Imitando a Jesucristo descubrimos cómo ser hombres y mujeres de verdad, auténticos, respondemos a lo que somos, a lo que Dios pensó para nosotros desde el comienzo; en Jesús descubrimos cada uno de nosotros, hombres y mujeres, al ser humano en su plenitud; más aún, encontramos el camino para alcanzarlo a través de su Palabra y de los Sacramentos que nos dan la fuerza para llevarlo a cabo.
Sin duda, este camino nos llevará a rectificar muchas veces nuestra intención, a enderezar nuestro rumbo, a retomar el camino.

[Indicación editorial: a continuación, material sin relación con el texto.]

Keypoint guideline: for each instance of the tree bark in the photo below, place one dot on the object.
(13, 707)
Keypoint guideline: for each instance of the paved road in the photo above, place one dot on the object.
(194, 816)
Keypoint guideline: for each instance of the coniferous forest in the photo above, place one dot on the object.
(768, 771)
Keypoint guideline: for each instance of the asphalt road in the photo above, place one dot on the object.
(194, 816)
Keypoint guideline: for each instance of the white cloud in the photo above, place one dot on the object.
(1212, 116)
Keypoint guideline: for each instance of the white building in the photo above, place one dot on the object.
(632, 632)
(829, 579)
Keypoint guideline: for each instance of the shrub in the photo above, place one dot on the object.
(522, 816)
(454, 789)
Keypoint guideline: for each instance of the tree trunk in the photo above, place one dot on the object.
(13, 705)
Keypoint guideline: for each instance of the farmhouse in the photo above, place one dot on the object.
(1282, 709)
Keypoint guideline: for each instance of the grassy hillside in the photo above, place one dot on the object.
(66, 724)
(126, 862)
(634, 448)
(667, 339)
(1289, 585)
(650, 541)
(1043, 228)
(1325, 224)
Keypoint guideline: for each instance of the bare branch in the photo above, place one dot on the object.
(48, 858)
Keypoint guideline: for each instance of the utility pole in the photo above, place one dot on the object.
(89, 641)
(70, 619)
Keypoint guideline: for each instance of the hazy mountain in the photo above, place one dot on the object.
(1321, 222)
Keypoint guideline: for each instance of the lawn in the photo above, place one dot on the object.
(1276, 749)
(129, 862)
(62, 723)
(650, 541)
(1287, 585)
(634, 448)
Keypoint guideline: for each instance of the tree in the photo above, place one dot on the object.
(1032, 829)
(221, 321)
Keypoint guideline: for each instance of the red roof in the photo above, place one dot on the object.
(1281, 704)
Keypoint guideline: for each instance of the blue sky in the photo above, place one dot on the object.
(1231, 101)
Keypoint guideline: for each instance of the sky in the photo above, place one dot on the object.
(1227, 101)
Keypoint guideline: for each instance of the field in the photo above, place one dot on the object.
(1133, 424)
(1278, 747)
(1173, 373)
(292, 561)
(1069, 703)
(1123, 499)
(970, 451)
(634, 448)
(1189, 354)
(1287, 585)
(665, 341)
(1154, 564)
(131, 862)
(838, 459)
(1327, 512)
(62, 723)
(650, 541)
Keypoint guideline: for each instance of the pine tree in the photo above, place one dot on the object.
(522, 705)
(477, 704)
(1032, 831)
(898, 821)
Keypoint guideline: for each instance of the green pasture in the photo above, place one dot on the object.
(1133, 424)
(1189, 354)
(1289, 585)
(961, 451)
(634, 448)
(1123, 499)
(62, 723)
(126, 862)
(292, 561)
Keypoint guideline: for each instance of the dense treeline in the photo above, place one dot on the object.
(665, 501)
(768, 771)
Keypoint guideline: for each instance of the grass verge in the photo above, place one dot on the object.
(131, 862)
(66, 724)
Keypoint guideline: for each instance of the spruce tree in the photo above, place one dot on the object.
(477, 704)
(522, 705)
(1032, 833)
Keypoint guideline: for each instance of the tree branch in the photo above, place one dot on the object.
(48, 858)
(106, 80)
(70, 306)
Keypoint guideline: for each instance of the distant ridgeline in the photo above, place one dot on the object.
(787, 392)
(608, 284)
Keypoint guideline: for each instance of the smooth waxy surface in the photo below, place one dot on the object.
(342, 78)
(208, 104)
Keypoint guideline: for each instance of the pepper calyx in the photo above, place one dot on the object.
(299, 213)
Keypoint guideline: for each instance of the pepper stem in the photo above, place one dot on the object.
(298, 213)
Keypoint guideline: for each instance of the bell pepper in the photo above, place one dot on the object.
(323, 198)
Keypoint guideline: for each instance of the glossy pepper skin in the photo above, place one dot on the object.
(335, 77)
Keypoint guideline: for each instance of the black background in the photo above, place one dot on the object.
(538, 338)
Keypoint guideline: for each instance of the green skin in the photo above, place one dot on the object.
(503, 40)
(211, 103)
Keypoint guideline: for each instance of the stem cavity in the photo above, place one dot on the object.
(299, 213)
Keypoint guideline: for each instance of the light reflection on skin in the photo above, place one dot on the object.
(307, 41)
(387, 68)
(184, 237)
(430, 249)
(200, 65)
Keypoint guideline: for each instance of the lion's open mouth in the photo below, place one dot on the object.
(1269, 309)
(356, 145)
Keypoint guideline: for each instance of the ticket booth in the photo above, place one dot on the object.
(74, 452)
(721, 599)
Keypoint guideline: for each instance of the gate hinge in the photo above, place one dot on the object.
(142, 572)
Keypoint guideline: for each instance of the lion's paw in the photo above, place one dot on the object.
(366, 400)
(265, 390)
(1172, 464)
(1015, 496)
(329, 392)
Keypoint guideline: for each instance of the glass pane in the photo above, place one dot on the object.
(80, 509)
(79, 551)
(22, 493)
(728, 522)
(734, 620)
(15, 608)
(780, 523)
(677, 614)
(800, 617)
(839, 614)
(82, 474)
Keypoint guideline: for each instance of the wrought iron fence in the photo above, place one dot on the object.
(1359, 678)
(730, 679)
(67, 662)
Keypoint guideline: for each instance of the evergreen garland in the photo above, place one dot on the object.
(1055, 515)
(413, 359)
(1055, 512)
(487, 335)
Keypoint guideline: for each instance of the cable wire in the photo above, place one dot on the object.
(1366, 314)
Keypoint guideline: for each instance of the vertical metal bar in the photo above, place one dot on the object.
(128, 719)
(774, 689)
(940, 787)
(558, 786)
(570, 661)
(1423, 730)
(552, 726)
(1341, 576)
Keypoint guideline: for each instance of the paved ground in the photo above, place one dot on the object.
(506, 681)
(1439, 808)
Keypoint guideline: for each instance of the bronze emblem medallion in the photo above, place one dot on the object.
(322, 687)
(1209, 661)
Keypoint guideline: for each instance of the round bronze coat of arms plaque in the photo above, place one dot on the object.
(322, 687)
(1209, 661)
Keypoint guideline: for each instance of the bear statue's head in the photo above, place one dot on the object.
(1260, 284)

La vida del cristiano no es una vida inmaculada, sino una vida de comenzar y recomenzar muchas veces el camino comenzado un día por el Bautismo, reafirmado cada Domingo en la Eucaristía donde venimos a escuchar la Palabra De Dios y a recibir la fuerza divina para hacerla vida cada día, formando así parte de la gran familia de los hijos de Dios.
Acudimos con confianza a Nuestra Madre de la Asuncion para que nos ayude a imitar en nuestra vida a su Hijo Jesucristo donde encontraremos siempre lo que más desea nuestro corazón.
Santa María, Virgen y Madre de la Asunción, ruega por nosotros.